Hoje sabemos que Searson fazia com que meninas ajoelhassem entre as pernas dele durante a confissão. Sabemos de muito mais queixas do tipo. E sabemos que nenhuma delas provocou alguma ação por parte da Igreja.

Depois que delegações de professores e pais foram até Pell pedir-lhe para livrar-se do padre e depois que a Secretaria de Educação Católica de Melbourne enviou infrutíferas reclamações à hierarquia durante uma década, o que se fez foi enviar depoimentos com dizeres das próprias vítimas.

Pensaram que, talvez assim, iriam conseguir que alguma coisa fosse feita.

“O padre não me dá confiança quando ele me toca”, disse uma das crianças.
“Uma vez o padre me tocou, e noutra vez ele bateu no pescoço”.

Mas nada aconteceu. Pell sequer consegue se lembrar desses detalhes, se foram ou não discutidos na cúria local dos bispos.

Um ano depois, Searson seguraria uma faca junto ao peito de uma menininha, dizendo: “Se se mexer, essa faca vai atravessar você”.

Pell e seus companheiros bispos decidiram: “Nada poderia ser feito com respeito a esse incidente”. Por quê? Porque a polícia decidiu não investigá-lo.

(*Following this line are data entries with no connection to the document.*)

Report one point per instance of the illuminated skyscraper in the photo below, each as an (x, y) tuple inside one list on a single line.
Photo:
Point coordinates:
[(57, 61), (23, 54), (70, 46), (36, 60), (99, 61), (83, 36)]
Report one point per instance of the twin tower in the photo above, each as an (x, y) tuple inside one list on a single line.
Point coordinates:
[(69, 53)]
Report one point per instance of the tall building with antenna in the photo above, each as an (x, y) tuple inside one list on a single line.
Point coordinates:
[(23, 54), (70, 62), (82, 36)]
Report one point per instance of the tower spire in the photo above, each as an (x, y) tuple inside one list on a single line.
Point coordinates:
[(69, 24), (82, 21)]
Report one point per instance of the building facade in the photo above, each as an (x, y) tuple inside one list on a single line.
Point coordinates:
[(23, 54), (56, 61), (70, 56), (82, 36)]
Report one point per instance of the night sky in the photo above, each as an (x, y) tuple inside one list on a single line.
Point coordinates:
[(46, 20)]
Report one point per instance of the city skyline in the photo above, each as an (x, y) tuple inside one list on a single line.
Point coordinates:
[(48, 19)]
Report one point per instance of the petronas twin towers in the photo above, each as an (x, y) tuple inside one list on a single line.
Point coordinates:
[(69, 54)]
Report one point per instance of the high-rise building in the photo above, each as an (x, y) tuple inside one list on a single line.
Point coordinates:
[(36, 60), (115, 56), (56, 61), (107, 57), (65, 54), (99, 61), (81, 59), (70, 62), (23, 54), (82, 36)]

As atas da cúria deixaram claros os motivos: não por falta de provas, mas porque os pais não queriam que a sua filha fosse levada aos tribunais.

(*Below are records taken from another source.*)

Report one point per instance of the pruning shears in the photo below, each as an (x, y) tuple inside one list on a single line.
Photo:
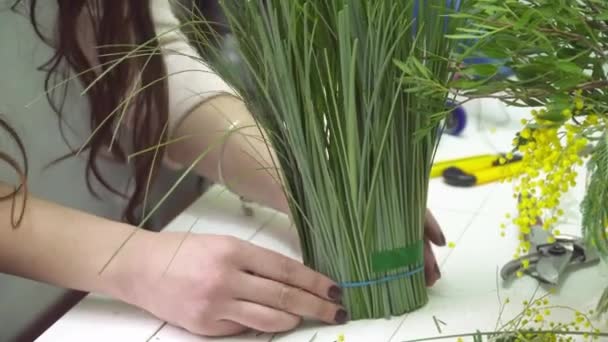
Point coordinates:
[(475, 170), (548, 261)]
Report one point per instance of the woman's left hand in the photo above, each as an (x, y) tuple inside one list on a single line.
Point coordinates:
[(432, 234)]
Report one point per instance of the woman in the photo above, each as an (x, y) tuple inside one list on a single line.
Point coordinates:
[(68, 237)]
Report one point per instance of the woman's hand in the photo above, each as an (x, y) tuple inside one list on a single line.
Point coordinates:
[(432, 234), (218, 285)]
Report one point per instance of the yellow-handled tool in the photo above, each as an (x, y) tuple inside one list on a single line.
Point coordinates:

O tom de voz de McClellan mudou nesse instante. Dirigiu-se a Pell como se fosse um mestre conduzindo um pupilo à compreensão de um problema de geometria não muito difícil: “Não seria este o caso em que a Igreja tem a responsabilidade de lidar com tais acusações, independentemente de se a polícia tem condições ou não de agir?”

Pell debateu-se por uns instantes antes de concordar que sim. Mas insistiu no fato de a polícia ter se retirado do caso como sendo um “fator importante na forma como se pode seguir em frente com eficácia”.

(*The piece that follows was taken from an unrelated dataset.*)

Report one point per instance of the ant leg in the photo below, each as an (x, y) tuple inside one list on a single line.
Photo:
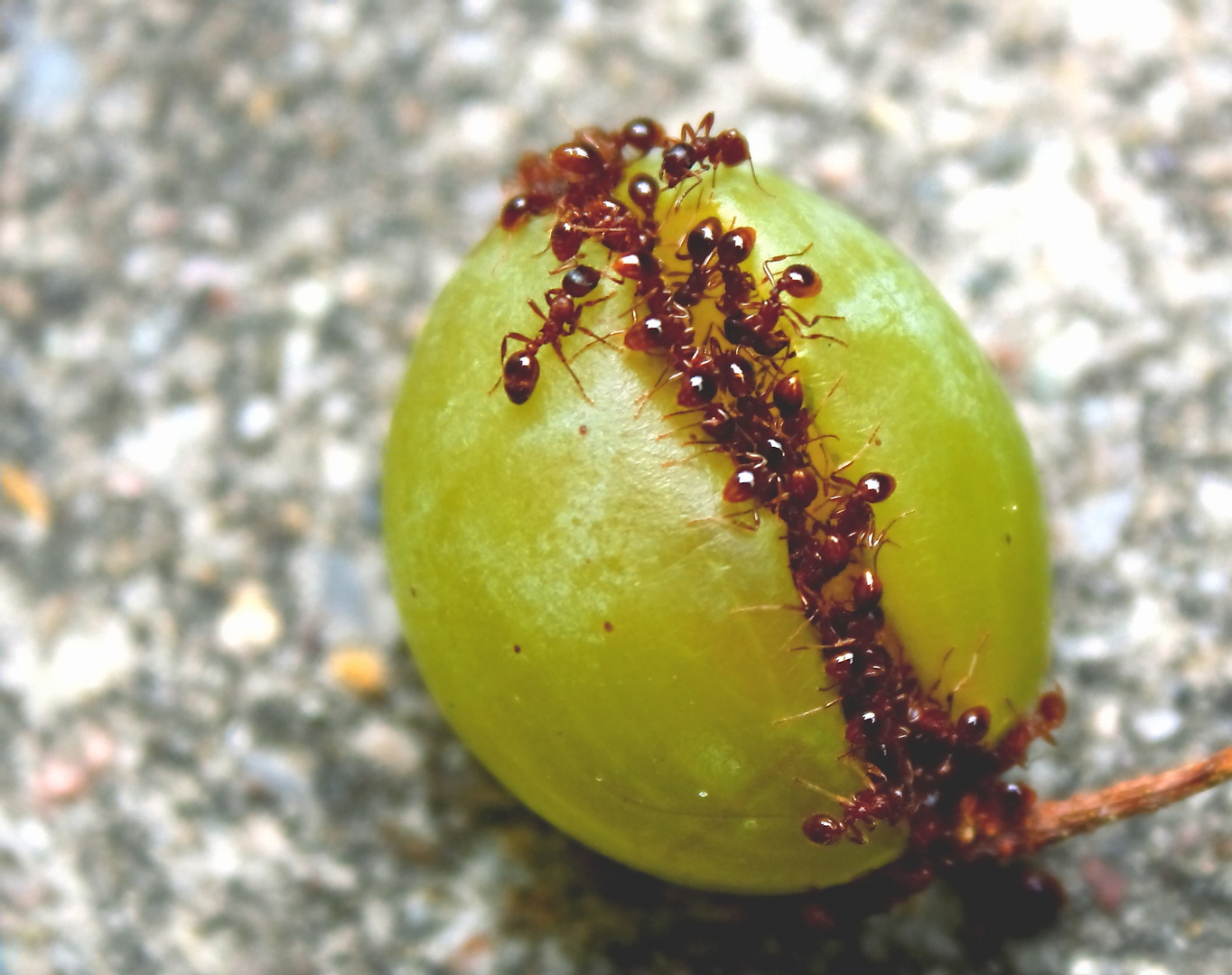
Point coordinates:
[(971, 670), (765, 265), (845, 464), (520, 338), (758, 183), (559, 355)]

Searson não foi impedido de trabalhar por mais quatro anos, o que aconteceu só depois que a polícia agiu quando ele agrediu um outro coroinha. A atenção da polícia parecia poderosamente persuasiva no pensamento da arquidiocese.

Little já havia se retirado a essa altura e Pell tinha assumido o seu lugar. A grande narrativa que ele quer que a Comissão – e que a Igreja – acredite é que a autoridade, quando chegou até ele, permitiu que o seu verdadeiro eu emergisse.

Depois de quase 20 anos, período em que ele pouco fez e pouco viu acontecer, anos nos quais fora impotente e ficara mantido na escuridão por todos ao seu redor, George Pell se tornou o Arcebispo de Melbourne, o flagelo dos pedófilos, o benfeitor de suas vítimas e um defensor das crianças.